Have you ever had one of those moments during your medical device product development efforts when you said “we should have held a design review”? Unfortunately, I’ve found myself making this exact statement a couple times during the past couple weeks.
Instead, we chose to push forward. Face to face discussions, email correspondence, and phone calls with the various team members suggested things were progressing just fine. The medical device being developed has quite a few components: mechanical, electronic hardware, firmware, disposables, etc. Our product development approach has been largely divide and conquer and working in parallel. There have been a few touch points when each of the various components needed to come together for overall review and testing. However, we have pushed and pushed each of the individual efforts assuming this would be better for the aggressive project schedule.

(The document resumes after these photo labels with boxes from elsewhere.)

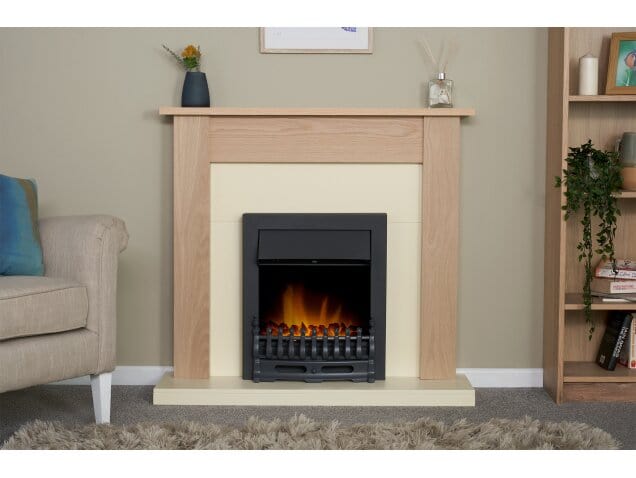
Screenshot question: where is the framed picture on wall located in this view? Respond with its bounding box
[605,32,636,95]
[260,27,373,53]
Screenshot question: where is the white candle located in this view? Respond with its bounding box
[579,53,598,95]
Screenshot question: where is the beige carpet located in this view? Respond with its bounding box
[3,415,619,450]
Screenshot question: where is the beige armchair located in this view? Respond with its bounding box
[0,216,128,423]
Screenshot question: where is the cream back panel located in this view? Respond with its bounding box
[210,164,422,377]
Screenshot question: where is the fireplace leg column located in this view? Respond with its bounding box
[173,116,210,378]
[420,117,460,379]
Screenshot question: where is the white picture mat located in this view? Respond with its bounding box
[261,27,371,53]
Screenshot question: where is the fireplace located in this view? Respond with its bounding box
[243,214,387,382]
[153,107,475,406]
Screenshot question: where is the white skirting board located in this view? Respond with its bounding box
[55,365,543,388]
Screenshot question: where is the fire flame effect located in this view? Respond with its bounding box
[261,284,360,337]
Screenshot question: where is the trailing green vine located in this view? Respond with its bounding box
[555,140,622,340]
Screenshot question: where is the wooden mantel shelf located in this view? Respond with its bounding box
[159,106,475,117]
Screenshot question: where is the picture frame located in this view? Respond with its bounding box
[605,32,636,95]
[260,27,373,54]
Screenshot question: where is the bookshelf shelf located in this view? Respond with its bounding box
[563,362,636,383]
[568,95,636,103]
[543,28,636,403]
[614,191,636,199]
[565,293,636,311]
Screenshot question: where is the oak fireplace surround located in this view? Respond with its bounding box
[155,107,474,404]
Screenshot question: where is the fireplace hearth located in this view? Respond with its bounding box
[243,214,386,382]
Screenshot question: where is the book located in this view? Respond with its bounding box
[594,259,636,280]
[618,319,636,368]
[590,277,636,294]
[596,311,632,370]
[591,291,636,303]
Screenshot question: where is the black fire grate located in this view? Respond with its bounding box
[252,318,375,382]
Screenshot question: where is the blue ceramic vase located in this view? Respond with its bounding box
[181,71,210,107]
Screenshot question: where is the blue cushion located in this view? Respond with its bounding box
[0,174,44,276]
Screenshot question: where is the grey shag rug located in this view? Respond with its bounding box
[2,415,619,450]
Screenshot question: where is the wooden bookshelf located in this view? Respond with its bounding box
[543,28,636,403]
[563,362,636,383]
[565,292,636,311]
[568,95,636,103]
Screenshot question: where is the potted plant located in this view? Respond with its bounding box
[555,140,621,340]
[162,45,210,107]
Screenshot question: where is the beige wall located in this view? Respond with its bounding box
[0,28,547,368]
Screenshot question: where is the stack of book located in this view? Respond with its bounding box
[596,310,636,370]
[590,259,636,302]
[590,259,636,370]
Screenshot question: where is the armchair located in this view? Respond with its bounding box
[0,215,128,423]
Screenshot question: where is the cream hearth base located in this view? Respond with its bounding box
[154,108,474,406]
[153,374,475,407]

Then came time to merge mechanical, hardware, and firmware pieces to conduct some design verification and simulated use testing. We pushed forward with this phase without getting the entire team together for a formal Design Review. And it kind of hasn’t been working out the way I would like. In fact, it has been a little bit of a mini-disaster of sorts. The device isn’t performing exactly as we had hoped. Rather than the team figuring out how to work together to resolve the issues, there has been a lot of finger pointing.
And as project manager, like it or not, I own that. This is my responsibility to address.
The silver lining is that holding a Design Review still had merit. So I got the team together to discuss and review the important and critical issues. Surprise, it actually helped–A LOT! The value of having a team meet together face to face should not be underestimated. I know this. I know this. But damnit, the schedule…
Okay, no more excuses. Lesson learned (again). This time, I’ll err the other way. I’d rather have too many face to face discussions and Design Reviews versus not enough. This is especially important at key stages during the medical device product development process. Design Reviews should precede the start of major milestones. Design Reviews should also happen upon completion of these milestones. Include the entire core team in all Design Reviews, even if the particular topic seemingly has little to do with some of the resources. Project team members should always have the opportunity to gain knowledge about the project. Plus, the other added benefit to this in my experience generally speaking, is that the more opportunities team members have to interact with one another face to face, the greater the bonds and level of trust.